No city arts commission. No six-figure nonprofit overhead. No supervisors cutting a ribbon. Just people putting on a show because they want to, in one of the city's most vibrant — and contested — neighborhoods.
This is how culture is supposed to work. Entrepreneurs and creatives taking risks with their own time and money, building something from the ground up, and letting the audience decide if it's worth showing up for. No taxpayer dollars required.
The Mission has always been a hotbed for this kind of grassroots energy, even as rising rents and regulatory headaches have squeezed out countless small venues over the years. Every time City Hall layers on another permit requirement or another round of fees, it gets a little harder for scrappy operators to do what they do. The fact that shows like The Ritual still emerge is a testament to the stubborn creative spirit that bureaucracy hasn't yet managed to fully extinguish.
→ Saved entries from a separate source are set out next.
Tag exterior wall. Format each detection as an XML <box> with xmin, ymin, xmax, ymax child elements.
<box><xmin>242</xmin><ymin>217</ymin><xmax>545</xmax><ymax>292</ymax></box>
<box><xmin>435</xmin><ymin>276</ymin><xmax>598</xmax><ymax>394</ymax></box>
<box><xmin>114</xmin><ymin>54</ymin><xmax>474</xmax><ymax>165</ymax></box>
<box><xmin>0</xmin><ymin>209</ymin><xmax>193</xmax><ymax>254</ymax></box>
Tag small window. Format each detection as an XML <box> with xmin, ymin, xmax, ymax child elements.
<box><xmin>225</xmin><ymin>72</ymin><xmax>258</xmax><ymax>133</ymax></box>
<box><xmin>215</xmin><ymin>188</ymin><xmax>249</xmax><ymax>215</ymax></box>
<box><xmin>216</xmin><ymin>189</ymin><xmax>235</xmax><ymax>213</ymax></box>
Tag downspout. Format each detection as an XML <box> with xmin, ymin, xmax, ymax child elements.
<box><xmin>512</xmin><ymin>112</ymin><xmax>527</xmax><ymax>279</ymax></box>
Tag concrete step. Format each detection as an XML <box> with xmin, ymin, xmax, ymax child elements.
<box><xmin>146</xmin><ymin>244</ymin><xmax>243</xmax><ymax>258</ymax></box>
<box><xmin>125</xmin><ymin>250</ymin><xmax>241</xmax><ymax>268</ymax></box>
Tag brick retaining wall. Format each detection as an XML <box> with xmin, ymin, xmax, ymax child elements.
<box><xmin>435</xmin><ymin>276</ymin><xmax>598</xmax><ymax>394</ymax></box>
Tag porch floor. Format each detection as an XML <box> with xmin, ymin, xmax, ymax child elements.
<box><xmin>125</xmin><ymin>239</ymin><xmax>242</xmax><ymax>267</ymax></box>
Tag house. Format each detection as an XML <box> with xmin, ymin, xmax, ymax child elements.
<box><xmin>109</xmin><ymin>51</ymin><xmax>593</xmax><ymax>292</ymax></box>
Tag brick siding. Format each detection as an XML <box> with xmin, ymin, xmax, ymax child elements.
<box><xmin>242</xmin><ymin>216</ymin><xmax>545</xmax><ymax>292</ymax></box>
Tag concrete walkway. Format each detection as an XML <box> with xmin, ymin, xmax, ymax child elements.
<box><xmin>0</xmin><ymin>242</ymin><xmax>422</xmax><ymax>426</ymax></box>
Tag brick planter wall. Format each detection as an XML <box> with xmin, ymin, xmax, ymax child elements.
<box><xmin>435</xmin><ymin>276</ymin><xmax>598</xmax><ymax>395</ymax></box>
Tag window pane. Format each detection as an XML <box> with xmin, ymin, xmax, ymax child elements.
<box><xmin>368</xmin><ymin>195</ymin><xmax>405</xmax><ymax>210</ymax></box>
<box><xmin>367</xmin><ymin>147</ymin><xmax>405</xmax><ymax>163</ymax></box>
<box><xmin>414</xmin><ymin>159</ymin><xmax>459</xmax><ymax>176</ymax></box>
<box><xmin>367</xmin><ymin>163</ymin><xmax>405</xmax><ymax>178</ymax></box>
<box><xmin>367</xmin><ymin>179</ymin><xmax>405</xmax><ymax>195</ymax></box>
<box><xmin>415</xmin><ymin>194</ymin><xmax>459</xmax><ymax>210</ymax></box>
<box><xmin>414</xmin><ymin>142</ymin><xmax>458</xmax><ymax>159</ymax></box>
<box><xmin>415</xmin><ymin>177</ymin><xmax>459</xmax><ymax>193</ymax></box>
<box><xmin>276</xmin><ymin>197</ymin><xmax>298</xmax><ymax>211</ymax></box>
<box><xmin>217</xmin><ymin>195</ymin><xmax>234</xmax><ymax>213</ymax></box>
As one local put it, "What's so great about this city is that there's enough freaks that even a niche thing can gain popularity." That's the magic formula — a dense concentration of weird, curious, open-minded people who will actually leave their apartments on a weeknight to check out something new. You can't manufacture that with a municipal arts strategy. It just happens when you get out of people's way.
Another resident captured the hunger for more experiential entertainment: "We need something like Sleep No More, which was an awesome experience and a big hit in NYC." The demand is there. The talent is there. What we need less of is the red tape.
So here's to The Ritual, and to every small show, pop-up, and underground event keeping this city interesting without asking permission first. The best things in San Francisco have always come from the bottom up — not from Room 200 at City Hall.